Edition Decision: What’s the Difference Between the Three Bible Quest™ Editions?
Updated: May 25, 2022
Bible Quest began in 2014 and is now in its third edition. From time to time, people have had opportunities to purchase used editions, and so the question naturally arises: what are the differences between the three editions of Bible Quest?
The first edition released in April 2014 included a three-hole punched curriculum book, some laminated game cards, several laminated 8.5x11 maps, and an acapella listening CD for the verse songs. The system included the four Big Questions, the Big Bible Story Song, the Four Big Questions (Who, What, When, and Where), the Why? section, the dialectic activity for each week, and Deeper Questions for discussion for students in the rhetoric phase of development. It only included 40 weeks of material from the Old Testament.
The second edition was released the next summer, including both the Old and New Testament kits. Both kits included a review card deck, a newly recorded listening CD with accompaniment, and a three-hole punched book. There was also a laminated 11x17 map that accompanied each kit. In terms of the memorized repertoire, there were virtually no changes from the Old Testament first edition, though a few minor errors were fixed. Shortly after the second edition was released, we also made an acapella, KJV only version available.

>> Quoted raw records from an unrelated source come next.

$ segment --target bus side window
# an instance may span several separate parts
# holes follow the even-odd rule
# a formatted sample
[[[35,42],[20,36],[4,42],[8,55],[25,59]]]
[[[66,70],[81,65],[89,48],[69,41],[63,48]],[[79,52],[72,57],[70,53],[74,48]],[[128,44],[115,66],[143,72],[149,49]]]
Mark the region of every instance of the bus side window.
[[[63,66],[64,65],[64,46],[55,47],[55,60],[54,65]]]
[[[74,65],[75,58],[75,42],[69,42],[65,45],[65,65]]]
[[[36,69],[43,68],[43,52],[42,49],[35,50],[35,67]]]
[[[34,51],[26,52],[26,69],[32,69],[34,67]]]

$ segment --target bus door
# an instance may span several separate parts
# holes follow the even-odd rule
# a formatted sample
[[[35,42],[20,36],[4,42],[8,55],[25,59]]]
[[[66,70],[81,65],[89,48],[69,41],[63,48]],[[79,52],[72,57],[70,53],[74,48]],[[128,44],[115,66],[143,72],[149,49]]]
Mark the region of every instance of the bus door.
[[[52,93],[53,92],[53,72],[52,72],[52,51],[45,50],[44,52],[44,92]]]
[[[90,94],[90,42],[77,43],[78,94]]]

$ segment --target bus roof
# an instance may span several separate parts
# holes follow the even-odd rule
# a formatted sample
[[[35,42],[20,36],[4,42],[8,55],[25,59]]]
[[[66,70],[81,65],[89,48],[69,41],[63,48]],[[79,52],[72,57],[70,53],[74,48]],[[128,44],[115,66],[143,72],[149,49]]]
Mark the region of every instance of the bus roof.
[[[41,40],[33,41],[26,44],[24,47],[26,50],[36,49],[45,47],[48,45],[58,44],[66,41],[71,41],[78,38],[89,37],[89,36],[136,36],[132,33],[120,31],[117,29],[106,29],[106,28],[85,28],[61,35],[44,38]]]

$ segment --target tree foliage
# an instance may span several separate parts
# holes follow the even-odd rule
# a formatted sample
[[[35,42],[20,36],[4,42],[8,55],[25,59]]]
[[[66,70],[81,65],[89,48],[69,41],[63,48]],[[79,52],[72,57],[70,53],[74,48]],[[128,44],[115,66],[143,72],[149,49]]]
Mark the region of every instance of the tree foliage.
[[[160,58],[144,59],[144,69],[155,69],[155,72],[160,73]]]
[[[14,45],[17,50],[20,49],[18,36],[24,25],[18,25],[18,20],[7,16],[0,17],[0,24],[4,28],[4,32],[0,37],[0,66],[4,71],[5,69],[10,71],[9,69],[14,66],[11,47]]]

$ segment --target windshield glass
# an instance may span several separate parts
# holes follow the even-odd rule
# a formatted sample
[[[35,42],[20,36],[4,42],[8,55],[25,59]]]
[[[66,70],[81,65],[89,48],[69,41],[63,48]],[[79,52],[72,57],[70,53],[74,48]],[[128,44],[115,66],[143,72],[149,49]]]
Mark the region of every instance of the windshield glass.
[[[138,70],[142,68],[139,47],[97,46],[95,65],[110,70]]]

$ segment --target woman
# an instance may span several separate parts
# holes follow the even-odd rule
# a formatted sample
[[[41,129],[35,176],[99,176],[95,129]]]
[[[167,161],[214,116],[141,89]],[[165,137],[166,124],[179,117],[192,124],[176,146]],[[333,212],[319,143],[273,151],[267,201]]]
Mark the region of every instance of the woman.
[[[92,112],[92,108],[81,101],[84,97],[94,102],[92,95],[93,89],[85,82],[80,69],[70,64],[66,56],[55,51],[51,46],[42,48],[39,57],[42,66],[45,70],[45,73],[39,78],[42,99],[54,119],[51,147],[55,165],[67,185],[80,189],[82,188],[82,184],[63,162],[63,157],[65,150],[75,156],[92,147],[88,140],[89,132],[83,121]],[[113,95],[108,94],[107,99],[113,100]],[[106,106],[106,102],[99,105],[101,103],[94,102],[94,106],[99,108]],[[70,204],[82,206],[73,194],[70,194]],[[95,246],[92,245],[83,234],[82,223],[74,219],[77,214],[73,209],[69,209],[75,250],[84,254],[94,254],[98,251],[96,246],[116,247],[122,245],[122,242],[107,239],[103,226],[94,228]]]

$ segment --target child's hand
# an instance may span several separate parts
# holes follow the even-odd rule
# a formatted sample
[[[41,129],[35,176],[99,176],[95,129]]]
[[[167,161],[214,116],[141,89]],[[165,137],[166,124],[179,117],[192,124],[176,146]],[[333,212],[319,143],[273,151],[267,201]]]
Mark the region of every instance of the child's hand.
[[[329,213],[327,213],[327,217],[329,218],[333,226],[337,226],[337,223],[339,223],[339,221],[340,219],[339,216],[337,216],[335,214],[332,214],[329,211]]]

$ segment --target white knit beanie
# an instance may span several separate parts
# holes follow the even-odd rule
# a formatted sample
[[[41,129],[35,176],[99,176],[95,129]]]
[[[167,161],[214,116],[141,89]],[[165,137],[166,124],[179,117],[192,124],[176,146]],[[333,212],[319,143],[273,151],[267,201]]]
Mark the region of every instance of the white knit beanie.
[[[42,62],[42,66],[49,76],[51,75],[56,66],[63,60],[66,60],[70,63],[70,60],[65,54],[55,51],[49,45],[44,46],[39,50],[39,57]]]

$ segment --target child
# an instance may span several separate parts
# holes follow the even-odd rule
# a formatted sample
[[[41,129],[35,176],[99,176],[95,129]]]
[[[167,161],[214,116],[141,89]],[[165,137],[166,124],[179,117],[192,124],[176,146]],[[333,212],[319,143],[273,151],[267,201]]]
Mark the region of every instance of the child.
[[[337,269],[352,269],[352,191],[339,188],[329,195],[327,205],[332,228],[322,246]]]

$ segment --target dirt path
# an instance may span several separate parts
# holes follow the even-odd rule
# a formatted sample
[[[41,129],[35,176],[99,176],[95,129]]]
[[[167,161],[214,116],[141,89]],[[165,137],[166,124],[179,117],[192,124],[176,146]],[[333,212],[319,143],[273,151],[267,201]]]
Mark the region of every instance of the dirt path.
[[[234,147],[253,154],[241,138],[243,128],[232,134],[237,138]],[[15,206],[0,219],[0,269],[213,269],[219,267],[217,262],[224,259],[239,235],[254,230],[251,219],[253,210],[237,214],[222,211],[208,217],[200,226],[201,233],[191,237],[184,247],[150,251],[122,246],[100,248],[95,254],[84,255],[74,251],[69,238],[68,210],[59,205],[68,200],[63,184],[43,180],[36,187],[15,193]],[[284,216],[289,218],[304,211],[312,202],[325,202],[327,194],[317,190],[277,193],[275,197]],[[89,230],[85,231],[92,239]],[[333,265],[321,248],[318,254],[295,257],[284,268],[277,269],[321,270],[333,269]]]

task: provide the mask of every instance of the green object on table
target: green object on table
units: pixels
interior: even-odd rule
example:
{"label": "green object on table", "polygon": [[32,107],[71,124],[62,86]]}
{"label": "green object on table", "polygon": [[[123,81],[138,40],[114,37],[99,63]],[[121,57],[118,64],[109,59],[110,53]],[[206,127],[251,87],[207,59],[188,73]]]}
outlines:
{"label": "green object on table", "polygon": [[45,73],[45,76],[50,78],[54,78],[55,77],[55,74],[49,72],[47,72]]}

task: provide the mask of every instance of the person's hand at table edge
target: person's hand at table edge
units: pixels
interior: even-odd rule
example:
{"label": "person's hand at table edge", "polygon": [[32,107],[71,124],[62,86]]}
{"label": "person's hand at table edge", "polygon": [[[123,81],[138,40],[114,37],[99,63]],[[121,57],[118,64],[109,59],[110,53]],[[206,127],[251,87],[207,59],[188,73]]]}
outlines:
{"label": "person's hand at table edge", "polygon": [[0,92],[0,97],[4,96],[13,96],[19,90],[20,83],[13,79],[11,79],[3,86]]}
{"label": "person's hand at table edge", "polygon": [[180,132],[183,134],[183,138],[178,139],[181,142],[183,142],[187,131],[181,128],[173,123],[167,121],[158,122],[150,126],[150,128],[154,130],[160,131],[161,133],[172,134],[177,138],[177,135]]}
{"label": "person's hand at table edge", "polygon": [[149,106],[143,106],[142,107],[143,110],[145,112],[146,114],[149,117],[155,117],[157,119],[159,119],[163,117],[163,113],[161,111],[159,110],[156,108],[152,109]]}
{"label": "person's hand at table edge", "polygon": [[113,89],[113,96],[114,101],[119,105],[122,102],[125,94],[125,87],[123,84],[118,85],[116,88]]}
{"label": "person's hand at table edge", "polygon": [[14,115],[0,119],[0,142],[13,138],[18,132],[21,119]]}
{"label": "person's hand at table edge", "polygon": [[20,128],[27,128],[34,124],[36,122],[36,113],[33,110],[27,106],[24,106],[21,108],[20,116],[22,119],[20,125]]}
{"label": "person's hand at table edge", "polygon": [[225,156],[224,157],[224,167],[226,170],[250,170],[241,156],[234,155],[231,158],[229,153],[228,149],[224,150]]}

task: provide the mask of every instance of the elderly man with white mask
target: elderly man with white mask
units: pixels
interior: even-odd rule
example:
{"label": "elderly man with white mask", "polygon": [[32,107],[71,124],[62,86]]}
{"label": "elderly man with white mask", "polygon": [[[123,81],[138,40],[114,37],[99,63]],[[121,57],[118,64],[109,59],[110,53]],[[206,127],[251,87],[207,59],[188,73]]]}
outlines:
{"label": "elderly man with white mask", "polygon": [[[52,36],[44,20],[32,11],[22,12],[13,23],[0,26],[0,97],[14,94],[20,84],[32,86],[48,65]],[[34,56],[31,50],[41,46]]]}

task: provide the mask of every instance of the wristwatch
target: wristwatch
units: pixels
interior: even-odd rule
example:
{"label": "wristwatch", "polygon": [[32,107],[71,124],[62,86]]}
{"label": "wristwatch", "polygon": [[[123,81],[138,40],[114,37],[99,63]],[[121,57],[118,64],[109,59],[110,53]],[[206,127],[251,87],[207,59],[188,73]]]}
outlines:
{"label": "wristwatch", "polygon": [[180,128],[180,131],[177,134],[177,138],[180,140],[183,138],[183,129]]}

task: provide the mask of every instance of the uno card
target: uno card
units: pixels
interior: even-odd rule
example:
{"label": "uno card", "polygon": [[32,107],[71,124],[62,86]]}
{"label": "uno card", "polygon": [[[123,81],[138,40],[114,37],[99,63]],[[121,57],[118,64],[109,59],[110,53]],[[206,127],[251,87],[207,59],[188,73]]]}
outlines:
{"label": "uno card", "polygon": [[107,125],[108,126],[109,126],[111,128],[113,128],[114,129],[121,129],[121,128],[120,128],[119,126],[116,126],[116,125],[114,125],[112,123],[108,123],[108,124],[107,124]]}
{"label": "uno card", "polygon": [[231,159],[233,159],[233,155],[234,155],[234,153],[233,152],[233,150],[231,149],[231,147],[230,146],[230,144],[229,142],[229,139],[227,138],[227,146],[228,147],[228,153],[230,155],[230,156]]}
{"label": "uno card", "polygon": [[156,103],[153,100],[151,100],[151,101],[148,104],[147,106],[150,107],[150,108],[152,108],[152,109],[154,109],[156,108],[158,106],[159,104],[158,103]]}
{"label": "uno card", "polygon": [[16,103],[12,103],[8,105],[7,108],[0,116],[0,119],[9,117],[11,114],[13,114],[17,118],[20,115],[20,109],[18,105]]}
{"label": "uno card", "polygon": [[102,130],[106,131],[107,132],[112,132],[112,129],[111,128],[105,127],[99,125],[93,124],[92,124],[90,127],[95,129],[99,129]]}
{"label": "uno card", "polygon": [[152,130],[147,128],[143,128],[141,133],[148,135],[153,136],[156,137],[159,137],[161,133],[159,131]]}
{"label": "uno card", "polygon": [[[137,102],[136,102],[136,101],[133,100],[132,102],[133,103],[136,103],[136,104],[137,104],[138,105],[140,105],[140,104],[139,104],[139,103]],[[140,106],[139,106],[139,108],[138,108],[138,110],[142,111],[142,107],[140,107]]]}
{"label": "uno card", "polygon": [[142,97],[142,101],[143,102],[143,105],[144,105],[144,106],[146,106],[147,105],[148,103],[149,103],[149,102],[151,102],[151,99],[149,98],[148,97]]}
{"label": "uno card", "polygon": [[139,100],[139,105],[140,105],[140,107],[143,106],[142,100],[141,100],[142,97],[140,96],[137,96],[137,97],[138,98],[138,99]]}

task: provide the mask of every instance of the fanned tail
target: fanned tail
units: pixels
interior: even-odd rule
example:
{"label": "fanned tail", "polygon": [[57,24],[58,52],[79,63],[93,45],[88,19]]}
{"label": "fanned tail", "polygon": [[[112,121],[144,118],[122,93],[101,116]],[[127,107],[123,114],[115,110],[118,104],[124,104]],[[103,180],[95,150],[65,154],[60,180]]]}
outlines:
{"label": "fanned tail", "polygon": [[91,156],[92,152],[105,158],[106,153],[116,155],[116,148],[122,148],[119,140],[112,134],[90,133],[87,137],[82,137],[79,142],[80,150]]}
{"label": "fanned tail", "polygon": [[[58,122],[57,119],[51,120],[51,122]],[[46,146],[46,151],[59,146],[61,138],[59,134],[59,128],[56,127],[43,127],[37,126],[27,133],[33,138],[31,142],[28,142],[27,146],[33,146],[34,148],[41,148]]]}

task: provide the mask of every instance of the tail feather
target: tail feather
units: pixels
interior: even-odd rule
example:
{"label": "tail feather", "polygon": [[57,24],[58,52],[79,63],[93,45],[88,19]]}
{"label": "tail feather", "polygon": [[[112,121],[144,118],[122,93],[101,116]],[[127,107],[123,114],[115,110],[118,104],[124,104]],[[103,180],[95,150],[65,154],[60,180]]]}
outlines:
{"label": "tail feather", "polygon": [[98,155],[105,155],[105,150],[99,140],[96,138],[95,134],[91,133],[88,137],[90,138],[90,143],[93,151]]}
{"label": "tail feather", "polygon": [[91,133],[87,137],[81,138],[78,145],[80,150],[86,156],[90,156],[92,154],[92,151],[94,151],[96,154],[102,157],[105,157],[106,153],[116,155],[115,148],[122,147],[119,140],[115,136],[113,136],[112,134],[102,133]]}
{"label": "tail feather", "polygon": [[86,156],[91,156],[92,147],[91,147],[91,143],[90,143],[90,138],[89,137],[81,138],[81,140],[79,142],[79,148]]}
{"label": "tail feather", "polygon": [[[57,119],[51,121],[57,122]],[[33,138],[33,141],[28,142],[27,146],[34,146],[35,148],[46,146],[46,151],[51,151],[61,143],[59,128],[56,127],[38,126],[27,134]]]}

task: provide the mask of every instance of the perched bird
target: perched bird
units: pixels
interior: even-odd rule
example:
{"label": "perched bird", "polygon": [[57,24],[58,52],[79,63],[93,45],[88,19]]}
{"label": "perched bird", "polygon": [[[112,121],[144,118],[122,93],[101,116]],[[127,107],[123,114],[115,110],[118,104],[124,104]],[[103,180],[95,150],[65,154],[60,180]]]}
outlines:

In the third edition the books are now bound, the CDs have been rerecorded with professional singing and accompaniment, the cards have been made smaller (to the industry standard poker-size) and made to focus on only the WHO content while adding 12 new cards with things like the Books of the Bible and Timeseals. Inside the curriculum itself, the Trivium ‘roads’ (grammar, dialectic, rhetoric) were given names to help with the process: Equip, Empower, and Expedition. While the first and second editions included materials for dialectic and rhetorical phase learning, the third edition much expanded and fleshed out these two parts of the Classical model. This allows for much better application to students that 1) have mastered the memorization or 2) are working on the memorization but are also developmentally ready for next steps.